Luxury car maker Jaguar Land Rover is developing a range of new technologies that will use colours, sounds and touch inside the car to alert drivers to potential hazards and prevent accidents involving bicycles and motorbikes.

"Bike Sense", a concept technology developed at JLR’s advanced research centre in the UK involves sensors to detect the approach of other road users, and identifying them as bikes or motorbike. Bike Sense will then make the driver aware of the potential hazard before the driver sees it.

With nearly 19,000 cyclists killed or injured on UK roads each year, researchers are identifying the best warning colours and sounds to trigger a response from the driver to prevent accidents.

Rather than a generic warning icon or sound, which takes time for the driver’s brain to process, Bike Sense uses lights and sounds that will be associated with potential danger.

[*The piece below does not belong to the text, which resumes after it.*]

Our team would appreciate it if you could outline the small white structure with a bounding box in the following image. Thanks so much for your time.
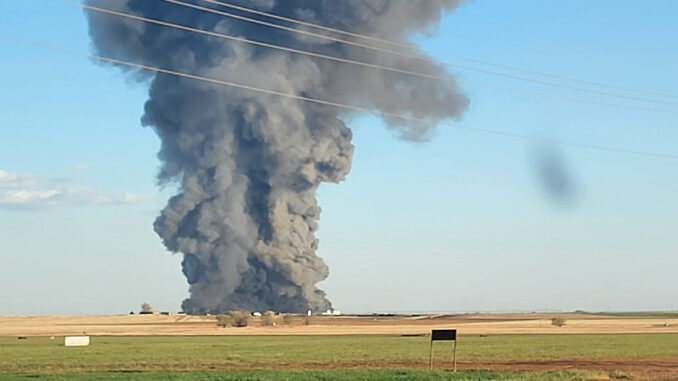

To help drivers understand the location of the bike is in relation to the car, the audio system will make the sound of a bell or horn, come through the speaker nearest the bike, so the driver immediately understands the direction the cyclist is coming from.

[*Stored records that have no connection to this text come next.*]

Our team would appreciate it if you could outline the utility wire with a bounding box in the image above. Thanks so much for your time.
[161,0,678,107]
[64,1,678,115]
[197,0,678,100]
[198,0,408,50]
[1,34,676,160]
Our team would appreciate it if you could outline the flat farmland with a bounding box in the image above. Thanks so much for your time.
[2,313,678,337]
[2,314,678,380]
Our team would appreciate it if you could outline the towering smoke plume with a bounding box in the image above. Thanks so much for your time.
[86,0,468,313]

If a bicycle or motorbike is coming up the road behind the car, Bike Sense will detect if it is overtaking or coming past and the top of the car seat will extend to ‘tap’ the driver on the left or right shoulder, JLR said in a press release.

As the cyclist gets closer to the car, a matrix of LED lights on the window sills, dashboard and windscreen pillars will glow amber and then red as the bike approaches. The movement of these lights will also highlight the direction the bike is taking.

Dr Wolfgang Epple, Director of Research and Technology, JLR said, “Bike Sense takes us beyond the current technologies of hazard indicators and icons in wing mirrors, to optimising the location of light, sound and touch to enhance this intuition. This creates warnings that allow a faster cognitive reaction as they engage the brain’s instinctive responses.”

If the warnings are ignored and the accelerator is pressed, the accelerator pedal will vibrate or feel stiff, so the driver knows not to move the car forward.

To help prevent doors of parked vehicles being opened into the path of bikes, sounds and lights within will warn all passengers of an approaching vehicle. If someone continues to open the door, the door handle will light up, vibrate and buzz to warn of the danger.